NVIDIA GPU Containers

NVIDIA provides access to GPU accelerated software through their NGC container registry.

NGC offers a comprehensive catalog of GPU-accelerated software for deep learning, machine learning, and HPC. NGC containers deliver powerful and easy-to-deploy software proven to deliver the fastest results. By taking care of the plumbing, NGC enables users to focus on building lean models, producing optimal solutions and gathering faster insights.

Many of these containers are able to run under Apptainer, which is supported on the NeSI platform. NVIDIA also specifies the GPU requirements for each container, i.e. whether it will run on our Pascal (sm60) GPUs.

There are instructions for converting their Docker images to Apptainer images on the NVIDIA site but some small changes are required to these instructions on NeSI. As an example, here we show the steps required for running the NAMD image on NeSI, based on the NVIDIA instructions here.

  1. Download the APOA1 benchmark data:

    wget -O - https://gitlab.com/NVHPC/ngc-examples/raw/master/namd/3.0/get_apoa1.sh | bash
    cd apoa1
    
  2. Load the Apptainer module:

    module load Apptainer
    
  3. Build the Apptainer image. This step differs from the NVIDIA instructions because instead of using "build" we "pull" the image directly, which does not require root access:

    Note

    Please do refer Build Environment Variables prior to running the following pull command.
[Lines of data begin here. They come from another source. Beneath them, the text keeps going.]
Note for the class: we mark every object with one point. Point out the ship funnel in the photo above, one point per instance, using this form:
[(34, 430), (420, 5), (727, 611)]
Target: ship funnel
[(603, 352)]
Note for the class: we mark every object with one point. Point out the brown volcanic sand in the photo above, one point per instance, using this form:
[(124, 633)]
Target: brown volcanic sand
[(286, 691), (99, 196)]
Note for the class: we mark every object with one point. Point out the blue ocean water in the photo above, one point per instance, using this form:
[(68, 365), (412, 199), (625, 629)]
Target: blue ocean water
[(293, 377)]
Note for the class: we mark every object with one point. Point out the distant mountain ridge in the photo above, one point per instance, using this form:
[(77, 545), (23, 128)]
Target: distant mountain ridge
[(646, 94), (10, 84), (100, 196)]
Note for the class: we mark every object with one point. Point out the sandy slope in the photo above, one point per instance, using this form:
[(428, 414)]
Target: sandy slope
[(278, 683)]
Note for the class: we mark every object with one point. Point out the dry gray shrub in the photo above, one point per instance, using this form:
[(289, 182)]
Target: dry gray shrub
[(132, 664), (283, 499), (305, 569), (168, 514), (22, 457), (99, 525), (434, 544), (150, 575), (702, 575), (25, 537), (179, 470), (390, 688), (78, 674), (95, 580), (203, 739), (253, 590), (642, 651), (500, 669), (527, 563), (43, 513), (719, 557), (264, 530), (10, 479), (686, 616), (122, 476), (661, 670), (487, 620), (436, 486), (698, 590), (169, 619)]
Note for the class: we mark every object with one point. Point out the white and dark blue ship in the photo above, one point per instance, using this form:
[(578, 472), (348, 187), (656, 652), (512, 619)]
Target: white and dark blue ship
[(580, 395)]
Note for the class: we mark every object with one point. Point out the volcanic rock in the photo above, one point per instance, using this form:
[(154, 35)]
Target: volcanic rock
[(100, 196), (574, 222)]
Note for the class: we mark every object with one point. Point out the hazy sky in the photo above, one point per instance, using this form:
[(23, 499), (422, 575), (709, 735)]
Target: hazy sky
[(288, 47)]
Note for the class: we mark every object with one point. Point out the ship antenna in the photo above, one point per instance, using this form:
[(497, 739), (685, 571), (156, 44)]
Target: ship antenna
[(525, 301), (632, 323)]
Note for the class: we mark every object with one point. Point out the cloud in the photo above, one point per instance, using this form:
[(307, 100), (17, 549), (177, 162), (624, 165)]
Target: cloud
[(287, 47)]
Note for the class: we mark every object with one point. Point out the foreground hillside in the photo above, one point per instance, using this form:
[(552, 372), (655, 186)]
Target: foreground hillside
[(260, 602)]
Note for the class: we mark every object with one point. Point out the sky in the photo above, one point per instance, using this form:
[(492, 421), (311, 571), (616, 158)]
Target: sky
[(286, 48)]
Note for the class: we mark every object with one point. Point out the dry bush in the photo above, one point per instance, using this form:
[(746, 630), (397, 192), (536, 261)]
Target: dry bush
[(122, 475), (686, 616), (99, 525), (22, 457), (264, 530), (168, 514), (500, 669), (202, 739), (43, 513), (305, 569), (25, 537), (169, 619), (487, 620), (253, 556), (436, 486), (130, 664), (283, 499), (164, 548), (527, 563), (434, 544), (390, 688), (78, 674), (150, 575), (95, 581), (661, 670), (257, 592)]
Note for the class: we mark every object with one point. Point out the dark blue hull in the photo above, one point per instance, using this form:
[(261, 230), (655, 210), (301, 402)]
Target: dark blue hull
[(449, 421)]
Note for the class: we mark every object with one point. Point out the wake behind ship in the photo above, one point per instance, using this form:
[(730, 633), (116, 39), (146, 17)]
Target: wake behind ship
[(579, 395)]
    apptainer pull namd-3.0-alpha9-singlenode.sif docker://nvcr.io/hpc/namd:3.0-alpha9-singlenode
    
  4. Copy the following into a Slurm script named run.sl:

    #!/bin/bash -e
    #SBATCH --job-name=namdgpu
    #SBATCH --time=00:10:00
    #SBATCH --ntasks=1
    #SBATCH --cpus-per-task=8
    #SBATCH --gpus-per-node P100:1
    #SBATCH --mem=1G
    
    module purge
    module load Apptainer
    
    # name of the NAMD input file, tag, etc
    NAMD_INPUT="apoa1_nve_cuda.namd"
    NAMD_SIF="namd-3.0-alpha9-singlenode.sif"
    NAMD_EXE=namd3
    
    # apptainer command with required arguments
    APPTAINER="apptainer exec --nv -B $(pwd):/host_pwd --pwd /host_pwd ${NAMD_SIF}"
    
    # run NAMD
    ${APPTAINER} ${NAMD_EXE} +ppn ${SLURM_CPUS_PER_TASK} +idlepoll ${NAMD_INPUT}
    
  5. Submit the job:

    sbatch run.sl
    
  6. View the standard output from the simulation in the Slurm .out file.

We expect similar steps to work for other NGC containers.